Allow yourself to pace yourself.
If you are wondering how to get off Suboxone with no withdrawal, you have to know that it will likely take you more time than you expect. Suboxone is overall difficult to stop, due to the nature of its active components and its rather long half-life. Even if you took your last dose more than two days ago, traces of the medicine will still be in your system, so suddenly quitting it completely can bring on a whole host of horrible experiences.
Therefore, give yourself all the time you need to take this slowly. Do not start your Suboxone detoxification process until you are sure that the original opiate addiction is under firm control. Before you begin your journey of tapering off, make sure you are set up in a safe, stress-free environment, and make sure you can count on it staying that way for a fair while. Know what your triggers are and get a good grip on them.
Cut down on the medication slowly, for example by reducing your dosages once every week or so, and make the changes at a rate that is comfortable for you. It does not make you weak or anything of the sort. Forget about what works for others, there is no need to push yourself. Slow and steady beats sudden and shaky any day. Proper recovery from anything always takes time, and there is no reason to chase after someone else’s agenda.
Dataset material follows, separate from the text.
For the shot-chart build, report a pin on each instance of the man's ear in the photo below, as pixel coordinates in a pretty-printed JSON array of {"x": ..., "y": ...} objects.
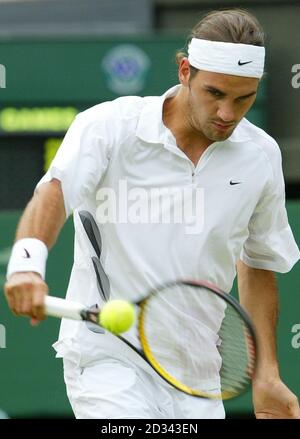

Do not look back, you are not going that way.
And no, this is not just a fluffy motivational quote. Quitting Suboxone features a pretty consistent timeline of withdrawal symptoms, so turn that into your weapon against them. If you know what you can expect in the upcoming period, you can prepare yourself better, and combat the inevitable risk of relapse more effectively.
Make sure to visit your doctor, councilor, and/or addiction specialist regularly throughout the entire process. Physical symptoms will be the most intense in the first 72 hours. You may experience various degrees of confusion, dizziness, headache, stomach pains, and trouble sleeping.
General aches, mood swings, and insomnia tend to occur during the first week. During the second week, you may notice starting signs of depression. Finally, the end of the first month (fourth week) will bring on intense Suboxone cravings. Risk of relapse will be high, so make sure you have personal and professional support set up. Keep up therapy and consider some lifestyle changes.
It is A-Okay to pause your progress.
It may seem counterintuitive at first, but it is actually completely fine to stop your progress at one point and just chill there for a while. Withdrawal symptoms are no joke, and you may find them simply overwhelming.
Things like your pain tolerance levels and how long you had been using Suboxone will directly influence the degree of discomfort you experience while tapering off. When it becomes too much, go back to the previous dose and maintain this prior level for a few days.
Always keep in mind that your body and processes are unique. Give your system the time it needs to adjust to the recommended dosing, then give it another go.